Connecticut Tribes Want Online Poker

Written by:
Gilbert Horowitz
Published on:
Connecticut Tribes Want Online Poker

Connecticut’s two Tribal casinos are watching carefully for any developments concerning the Department of Justice change of stance as it applies to online poker.  The DOJ last month announced that The Wire Act will no longer apply to poker.  The decision allows individual states to move forward with their own regulation of the industry. 


Connecticut lawmakers were among the first to embrace the decision earlier this month. 

Under an agreement with Connecticut, both casinos give 25 percent of their slot revenue to the state.

Mohegan Tribe Chairman Bruce "Two Dogs" Bozsum said of an Internet gambling industry in the state:  We're talking about the employment of tens of thousands of individuals."

Gov. Dannel Malloy, who is also for legalizing online gambling, seems willing to allow the Tribes to oversee this industry.

From NPR.com

The governor is negotiating a deal that might put the tribes in charge of Connecticut's new online gaming enterprise.

Malloy says he's no fan of gambling, but he feels the state will lose big if it doesn't explore this potential new revenue stream. This is more important now as other states, including Massachusetts, enter the gaming market.

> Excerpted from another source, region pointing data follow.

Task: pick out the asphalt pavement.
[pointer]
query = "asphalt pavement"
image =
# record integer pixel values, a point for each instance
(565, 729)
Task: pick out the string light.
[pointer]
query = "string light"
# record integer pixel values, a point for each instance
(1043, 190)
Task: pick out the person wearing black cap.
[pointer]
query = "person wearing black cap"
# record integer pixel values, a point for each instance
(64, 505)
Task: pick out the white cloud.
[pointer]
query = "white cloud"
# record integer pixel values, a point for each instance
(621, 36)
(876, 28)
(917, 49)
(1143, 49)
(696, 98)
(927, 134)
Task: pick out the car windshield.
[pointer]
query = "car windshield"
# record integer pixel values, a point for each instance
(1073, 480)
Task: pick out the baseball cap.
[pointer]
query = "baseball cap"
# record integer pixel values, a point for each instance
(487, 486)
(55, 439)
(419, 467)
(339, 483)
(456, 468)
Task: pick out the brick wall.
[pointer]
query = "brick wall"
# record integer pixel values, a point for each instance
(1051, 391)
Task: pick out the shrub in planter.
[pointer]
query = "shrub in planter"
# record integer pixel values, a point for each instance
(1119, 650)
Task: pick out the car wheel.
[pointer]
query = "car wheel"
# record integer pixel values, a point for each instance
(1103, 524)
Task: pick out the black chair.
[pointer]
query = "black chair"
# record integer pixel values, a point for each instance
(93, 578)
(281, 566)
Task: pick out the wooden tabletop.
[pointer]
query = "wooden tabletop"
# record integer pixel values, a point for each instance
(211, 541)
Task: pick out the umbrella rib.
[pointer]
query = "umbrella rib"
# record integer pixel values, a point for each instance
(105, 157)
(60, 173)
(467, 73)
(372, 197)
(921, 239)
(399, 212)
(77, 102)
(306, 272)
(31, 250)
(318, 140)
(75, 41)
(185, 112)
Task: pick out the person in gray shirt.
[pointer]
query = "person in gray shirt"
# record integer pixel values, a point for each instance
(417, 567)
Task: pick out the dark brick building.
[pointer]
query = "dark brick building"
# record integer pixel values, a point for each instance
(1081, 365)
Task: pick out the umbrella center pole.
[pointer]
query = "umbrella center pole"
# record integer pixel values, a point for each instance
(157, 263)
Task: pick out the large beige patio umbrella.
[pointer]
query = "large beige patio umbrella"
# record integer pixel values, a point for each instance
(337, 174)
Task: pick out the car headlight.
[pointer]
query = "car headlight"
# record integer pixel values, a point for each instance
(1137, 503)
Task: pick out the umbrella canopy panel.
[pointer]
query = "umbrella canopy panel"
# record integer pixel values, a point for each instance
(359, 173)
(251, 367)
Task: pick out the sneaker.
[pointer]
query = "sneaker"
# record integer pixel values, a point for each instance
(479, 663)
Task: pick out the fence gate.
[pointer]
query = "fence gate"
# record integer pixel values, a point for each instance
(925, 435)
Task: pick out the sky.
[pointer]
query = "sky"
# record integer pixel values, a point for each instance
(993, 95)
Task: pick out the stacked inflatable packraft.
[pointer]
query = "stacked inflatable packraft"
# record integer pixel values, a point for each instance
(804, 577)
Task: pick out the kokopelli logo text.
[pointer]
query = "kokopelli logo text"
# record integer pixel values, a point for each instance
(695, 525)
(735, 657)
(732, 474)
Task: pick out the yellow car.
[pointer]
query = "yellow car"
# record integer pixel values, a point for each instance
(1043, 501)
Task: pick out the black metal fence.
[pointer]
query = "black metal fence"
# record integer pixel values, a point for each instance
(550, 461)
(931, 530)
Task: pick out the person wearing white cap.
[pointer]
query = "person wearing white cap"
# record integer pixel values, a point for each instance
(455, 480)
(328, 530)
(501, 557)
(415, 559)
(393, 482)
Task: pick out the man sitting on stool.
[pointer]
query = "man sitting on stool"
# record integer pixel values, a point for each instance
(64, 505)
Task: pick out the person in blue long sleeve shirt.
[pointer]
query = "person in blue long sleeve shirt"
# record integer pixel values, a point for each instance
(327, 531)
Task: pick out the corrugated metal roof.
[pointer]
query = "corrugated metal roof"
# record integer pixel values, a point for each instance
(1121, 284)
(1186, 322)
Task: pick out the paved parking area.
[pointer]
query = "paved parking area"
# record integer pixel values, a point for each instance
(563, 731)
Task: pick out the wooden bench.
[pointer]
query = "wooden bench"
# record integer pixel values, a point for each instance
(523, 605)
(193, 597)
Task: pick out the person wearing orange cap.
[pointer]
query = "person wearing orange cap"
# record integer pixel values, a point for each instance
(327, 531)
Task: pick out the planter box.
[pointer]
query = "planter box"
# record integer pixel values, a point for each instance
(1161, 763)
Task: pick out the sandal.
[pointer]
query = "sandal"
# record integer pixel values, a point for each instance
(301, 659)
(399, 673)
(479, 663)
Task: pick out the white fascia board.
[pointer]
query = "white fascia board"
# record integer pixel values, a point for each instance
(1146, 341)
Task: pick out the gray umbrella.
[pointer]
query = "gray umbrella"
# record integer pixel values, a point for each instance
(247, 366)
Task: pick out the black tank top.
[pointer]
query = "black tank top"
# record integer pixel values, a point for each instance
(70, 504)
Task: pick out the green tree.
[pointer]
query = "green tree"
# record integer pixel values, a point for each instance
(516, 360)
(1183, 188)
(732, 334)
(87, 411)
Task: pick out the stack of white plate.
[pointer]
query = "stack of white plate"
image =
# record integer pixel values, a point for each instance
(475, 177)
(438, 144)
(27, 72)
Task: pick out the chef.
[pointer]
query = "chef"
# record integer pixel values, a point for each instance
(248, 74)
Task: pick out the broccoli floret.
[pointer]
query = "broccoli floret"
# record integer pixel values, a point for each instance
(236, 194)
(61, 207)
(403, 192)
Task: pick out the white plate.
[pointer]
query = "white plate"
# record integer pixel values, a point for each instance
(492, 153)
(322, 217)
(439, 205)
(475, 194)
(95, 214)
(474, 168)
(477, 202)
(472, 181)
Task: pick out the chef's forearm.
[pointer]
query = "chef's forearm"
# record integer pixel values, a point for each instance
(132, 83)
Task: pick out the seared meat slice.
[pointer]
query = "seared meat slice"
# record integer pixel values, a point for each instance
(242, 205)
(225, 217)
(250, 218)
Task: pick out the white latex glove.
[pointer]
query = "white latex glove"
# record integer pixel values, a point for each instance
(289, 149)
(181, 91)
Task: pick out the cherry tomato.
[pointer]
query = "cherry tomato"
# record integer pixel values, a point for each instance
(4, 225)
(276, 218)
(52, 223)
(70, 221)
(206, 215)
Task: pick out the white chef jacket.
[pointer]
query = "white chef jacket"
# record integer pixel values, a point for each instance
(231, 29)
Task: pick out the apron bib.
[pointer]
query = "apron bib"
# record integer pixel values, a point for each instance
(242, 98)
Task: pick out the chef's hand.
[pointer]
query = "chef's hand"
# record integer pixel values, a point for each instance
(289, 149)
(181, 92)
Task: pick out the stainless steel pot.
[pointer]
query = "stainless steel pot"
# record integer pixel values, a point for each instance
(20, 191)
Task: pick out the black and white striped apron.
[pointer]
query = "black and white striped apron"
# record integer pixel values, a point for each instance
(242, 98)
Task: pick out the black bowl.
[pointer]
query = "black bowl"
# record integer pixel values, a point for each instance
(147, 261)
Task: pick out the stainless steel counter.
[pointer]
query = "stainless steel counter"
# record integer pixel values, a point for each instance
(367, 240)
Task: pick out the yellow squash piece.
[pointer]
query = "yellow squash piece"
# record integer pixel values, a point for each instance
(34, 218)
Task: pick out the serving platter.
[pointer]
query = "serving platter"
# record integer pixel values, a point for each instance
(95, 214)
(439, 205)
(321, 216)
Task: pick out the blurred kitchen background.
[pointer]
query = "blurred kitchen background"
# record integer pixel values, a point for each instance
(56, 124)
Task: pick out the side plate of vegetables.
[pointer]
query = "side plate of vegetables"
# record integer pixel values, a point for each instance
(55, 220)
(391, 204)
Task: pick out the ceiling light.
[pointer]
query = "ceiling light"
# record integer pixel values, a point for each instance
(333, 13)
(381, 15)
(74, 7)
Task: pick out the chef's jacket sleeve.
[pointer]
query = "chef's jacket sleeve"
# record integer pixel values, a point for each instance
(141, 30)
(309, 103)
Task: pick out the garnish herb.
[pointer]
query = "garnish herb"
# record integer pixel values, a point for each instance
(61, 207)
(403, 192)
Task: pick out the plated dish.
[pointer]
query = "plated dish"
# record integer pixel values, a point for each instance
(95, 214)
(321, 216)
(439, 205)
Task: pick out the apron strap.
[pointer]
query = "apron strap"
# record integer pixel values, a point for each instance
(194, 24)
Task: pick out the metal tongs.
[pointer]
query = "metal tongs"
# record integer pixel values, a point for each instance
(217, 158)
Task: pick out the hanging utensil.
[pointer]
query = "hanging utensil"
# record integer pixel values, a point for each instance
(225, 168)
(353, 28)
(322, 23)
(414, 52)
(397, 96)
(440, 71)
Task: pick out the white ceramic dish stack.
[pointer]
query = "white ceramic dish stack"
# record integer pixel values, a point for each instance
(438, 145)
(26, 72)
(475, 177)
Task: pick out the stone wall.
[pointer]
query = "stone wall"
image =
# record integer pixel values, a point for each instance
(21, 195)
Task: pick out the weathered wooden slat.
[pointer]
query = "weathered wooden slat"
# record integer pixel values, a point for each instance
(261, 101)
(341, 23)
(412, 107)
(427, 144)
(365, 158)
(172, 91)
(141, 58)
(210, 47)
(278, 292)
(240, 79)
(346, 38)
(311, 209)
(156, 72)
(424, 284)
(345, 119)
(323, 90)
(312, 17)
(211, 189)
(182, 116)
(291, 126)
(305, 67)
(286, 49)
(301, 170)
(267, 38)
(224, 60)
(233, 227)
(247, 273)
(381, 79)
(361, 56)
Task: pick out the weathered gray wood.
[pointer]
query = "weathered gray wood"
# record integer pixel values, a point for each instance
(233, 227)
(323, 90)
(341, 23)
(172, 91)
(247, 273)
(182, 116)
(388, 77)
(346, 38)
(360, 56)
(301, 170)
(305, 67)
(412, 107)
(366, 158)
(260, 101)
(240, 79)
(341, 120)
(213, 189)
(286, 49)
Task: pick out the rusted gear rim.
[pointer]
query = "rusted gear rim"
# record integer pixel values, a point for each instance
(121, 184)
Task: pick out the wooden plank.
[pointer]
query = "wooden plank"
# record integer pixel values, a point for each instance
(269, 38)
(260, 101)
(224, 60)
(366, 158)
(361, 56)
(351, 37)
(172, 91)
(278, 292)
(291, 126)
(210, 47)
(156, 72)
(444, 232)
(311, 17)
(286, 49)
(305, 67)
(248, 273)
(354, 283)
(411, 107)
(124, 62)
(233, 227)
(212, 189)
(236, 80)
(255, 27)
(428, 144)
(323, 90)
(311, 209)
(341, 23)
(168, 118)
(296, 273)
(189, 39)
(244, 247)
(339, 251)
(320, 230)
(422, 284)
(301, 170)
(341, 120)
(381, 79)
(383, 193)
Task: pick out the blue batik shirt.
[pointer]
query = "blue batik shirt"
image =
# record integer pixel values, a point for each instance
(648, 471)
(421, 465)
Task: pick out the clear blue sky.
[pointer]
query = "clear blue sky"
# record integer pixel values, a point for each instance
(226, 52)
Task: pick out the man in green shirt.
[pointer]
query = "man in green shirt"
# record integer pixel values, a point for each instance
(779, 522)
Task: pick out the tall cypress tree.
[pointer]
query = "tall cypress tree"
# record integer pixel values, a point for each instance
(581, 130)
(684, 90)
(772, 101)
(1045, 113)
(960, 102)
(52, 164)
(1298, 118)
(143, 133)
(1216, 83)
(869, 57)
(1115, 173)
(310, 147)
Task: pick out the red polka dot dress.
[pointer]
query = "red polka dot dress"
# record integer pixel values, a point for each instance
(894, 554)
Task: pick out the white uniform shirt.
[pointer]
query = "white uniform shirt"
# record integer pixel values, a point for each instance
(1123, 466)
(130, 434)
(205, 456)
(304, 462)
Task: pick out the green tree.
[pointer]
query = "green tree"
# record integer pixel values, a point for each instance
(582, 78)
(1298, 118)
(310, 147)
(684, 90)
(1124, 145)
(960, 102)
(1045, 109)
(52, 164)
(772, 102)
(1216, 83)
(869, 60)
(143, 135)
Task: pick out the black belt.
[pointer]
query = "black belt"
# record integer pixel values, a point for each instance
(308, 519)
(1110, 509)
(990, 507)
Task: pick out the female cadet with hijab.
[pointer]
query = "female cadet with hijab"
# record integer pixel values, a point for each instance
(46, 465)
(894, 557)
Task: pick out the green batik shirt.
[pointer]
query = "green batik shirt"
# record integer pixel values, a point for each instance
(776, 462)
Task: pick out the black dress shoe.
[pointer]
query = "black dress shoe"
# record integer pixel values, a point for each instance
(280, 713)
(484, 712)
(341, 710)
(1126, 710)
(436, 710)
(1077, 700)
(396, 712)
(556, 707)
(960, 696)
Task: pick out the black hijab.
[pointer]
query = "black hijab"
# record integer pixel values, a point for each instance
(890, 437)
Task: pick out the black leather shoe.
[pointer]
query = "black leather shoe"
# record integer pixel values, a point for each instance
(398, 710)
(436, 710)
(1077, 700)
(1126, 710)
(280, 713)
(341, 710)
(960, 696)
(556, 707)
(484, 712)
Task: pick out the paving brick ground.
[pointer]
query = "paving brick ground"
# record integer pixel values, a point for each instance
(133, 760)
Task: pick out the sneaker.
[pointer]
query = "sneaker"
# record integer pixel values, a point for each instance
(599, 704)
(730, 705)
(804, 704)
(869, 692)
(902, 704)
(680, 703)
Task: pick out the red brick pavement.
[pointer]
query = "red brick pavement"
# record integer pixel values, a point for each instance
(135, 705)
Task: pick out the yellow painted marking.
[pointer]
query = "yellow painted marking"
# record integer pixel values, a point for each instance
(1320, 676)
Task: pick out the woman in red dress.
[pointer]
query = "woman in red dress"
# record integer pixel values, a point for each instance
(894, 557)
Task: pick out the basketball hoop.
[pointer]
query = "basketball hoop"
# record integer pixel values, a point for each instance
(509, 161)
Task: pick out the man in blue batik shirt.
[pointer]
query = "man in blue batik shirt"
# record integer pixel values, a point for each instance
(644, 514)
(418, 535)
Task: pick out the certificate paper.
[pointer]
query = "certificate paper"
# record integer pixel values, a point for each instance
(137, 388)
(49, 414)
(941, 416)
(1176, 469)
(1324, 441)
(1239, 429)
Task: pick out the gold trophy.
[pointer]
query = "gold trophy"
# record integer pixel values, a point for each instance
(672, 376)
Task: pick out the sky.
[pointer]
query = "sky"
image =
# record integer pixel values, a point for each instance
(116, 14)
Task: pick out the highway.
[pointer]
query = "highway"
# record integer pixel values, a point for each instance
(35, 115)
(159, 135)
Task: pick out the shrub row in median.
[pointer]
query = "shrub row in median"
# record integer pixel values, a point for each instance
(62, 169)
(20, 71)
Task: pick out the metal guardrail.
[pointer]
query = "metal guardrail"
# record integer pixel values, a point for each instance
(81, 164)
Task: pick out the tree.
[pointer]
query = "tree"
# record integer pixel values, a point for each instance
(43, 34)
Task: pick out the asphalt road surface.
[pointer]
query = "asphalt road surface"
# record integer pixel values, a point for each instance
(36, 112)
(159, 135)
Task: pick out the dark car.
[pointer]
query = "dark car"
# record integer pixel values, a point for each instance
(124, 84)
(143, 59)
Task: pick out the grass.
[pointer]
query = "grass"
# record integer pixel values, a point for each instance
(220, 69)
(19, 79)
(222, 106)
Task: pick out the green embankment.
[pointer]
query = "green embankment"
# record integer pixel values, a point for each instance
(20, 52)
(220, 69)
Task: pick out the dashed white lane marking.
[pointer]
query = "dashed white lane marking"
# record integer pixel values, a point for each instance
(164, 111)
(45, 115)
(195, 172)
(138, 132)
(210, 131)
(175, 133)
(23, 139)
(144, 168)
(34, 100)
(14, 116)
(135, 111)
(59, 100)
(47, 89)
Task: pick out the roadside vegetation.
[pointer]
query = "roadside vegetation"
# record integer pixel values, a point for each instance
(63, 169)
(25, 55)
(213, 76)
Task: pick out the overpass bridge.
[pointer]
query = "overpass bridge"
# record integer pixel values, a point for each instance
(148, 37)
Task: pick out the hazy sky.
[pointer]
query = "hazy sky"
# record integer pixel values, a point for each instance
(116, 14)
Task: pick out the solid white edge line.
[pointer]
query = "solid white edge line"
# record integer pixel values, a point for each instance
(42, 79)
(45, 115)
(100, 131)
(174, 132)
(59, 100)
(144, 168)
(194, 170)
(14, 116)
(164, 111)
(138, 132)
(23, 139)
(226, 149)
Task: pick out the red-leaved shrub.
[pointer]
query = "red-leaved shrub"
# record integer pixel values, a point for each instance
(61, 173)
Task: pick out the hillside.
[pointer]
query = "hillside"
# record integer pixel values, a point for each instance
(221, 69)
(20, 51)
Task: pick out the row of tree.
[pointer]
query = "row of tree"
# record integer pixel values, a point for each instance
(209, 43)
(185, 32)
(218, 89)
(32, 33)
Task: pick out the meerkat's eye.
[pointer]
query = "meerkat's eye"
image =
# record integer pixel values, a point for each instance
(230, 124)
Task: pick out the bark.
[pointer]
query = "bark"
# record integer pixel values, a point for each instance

Connecticut feels they must act fast to keep pace with states like New Jersey, which have already signed legislation allowing sports betting with hopes of expanding into the online realm as well. 

"They've announced they're going to have five casinos," Malloy told NPR. "New Jersey Gov. [Chris Christie] has announced that he wants New Jersey to be the online gaming capital of the world tied to the presence of the casino industry, which is competitive with our industry in the state of Connecticut. We've got to watch those things."

The federal government is also keeping a close watch.  Late Monday night it was announced that a Senate Subcommittee hearing will be held February 9 to discuss the DOJ change of stance and regulated online gambling’s impact on Tribal casinos.